It wasn’t the Christmas holiday I had planned. The Christmas holiday I had planned included mornings out drinking coffee and being sociable, building up my running endurance to complete a 7km circuit, going to Sevilla for a couple of days, writing a daily Christmas-themed blog, board games, jigsaw puzzles, long walks with the dog.
Instead, I worked far too hard in the lead up to Christmas, putting in 14-hour or longer days in a bid to get all my work done before the holidays began. Then, once the holidays arrived, I continued to push myself – Christmas shopping, tidying and cleaning the house, which was neglected owing to the long work hours, and prepping food for Christmas. The food prep, though tiring, brought me great joy – what a delight to be in the kitchen, surrounded by nostalgia-inducing smells and textures, Christmas songs playing in the background. I failed to notice that I wasn’t giving myself enough rest, not taking care of myself.

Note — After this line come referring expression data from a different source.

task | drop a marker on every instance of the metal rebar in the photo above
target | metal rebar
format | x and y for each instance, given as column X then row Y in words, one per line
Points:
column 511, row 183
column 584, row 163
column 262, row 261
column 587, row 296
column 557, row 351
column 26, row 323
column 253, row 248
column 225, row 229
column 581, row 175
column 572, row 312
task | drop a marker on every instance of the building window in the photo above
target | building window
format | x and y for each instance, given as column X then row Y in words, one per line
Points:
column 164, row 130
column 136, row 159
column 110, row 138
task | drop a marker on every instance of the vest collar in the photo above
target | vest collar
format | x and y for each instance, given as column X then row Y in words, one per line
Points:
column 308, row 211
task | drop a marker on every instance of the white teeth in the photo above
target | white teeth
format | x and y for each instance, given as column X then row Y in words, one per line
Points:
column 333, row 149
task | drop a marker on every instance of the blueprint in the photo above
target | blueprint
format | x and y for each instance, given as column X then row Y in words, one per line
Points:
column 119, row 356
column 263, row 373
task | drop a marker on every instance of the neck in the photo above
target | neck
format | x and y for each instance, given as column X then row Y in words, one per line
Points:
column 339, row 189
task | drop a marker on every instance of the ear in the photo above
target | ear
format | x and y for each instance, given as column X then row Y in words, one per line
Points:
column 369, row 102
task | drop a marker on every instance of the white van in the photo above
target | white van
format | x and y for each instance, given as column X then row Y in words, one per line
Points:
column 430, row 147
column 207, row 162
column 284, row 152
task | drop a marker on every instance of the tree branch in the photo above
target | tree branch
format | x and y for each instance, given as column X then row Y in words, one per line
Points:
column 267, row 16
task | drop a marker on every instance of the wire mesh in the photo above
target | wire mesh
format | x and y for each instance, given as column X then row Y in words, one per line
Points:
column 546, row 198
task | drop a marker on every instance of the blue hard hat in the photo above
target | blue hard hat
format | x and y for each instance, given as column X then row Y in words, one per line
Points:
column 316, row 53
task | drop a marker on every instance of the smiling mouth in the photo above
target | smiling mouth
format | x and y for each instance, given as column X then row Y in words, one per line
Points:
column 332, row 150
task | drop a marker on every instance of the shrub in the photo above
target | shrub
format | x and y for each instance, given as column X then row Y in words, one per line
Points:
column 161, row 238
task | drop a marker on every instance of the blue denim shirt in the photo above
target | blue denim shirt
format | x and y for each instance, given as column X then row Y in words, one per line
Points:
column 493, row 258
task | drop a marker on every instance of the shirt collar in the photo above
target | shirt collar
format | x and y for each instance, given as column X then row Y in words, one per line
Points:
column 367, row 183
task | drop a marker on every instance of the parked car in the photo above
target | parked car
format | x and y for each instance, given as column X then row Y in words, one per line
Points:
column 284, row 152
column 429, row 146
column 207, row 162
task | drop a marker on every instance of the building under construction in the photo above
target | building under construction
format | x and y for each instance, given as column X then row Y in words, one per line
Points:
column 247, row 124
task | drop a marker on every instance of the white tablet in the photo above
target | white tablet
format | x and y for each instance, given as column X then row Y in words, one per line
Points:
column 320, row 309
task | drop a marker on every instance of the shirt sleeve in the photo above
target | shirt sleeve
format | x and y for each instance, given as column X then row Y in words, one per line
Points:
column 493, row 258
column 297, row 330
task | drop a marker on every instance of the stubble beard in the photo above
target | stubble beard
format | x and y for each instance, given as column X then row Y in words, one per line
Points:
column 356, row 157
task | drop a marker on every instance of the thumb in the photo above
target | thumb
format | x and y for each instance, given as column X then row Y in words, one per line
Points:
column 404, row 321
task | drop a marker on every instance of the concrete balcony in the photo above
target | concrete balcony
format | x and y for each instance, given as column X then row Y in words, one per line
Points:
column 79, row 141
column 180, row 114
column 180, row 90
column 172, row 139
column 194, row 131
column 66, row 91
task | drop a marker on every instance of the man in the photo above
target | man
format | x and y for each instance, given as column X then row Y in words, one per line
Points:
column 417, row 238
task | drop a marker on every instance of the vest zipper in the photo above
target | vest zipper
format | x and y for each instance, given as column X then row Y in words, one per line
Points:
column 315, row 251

And then, of course, the inevitable happened. As soon as I served dinner on Christmas Day, my body realised its work was done and I started to feel bad. Nose tingling, head muzzy, throat sore. By the time our guests left on Christmas night, I was hot and shivery. I’d caught what half the village, indeed half the world, seems to have – the flu.
That was a week ago and I’m still not fully recovered. Yesterday, I walked the dog and ate a meal for the first time since Christmas Day. My week has been spent in enforced rest – reading, watching movies, sleeping. Feeling rubbish. I’m definitely on the mend now, and that’s great.
I used to be a great one for New Year’s Resolutions. But not any more. Who needs that pressure during the darkest days of the year? I prefer my reflections and resolutions in September. But today I am making one resolution – to no longer put in those 14+ hour days; rather, to approach my work more mindfully, and not put my immune system in jeopardy.
I have long considered the psychological roots of why I work the way I do. But that’s something to dig into another day. For now, it’s enough to say that I want to do something about it.
Wishing you all a happy, healthy and creative 2026.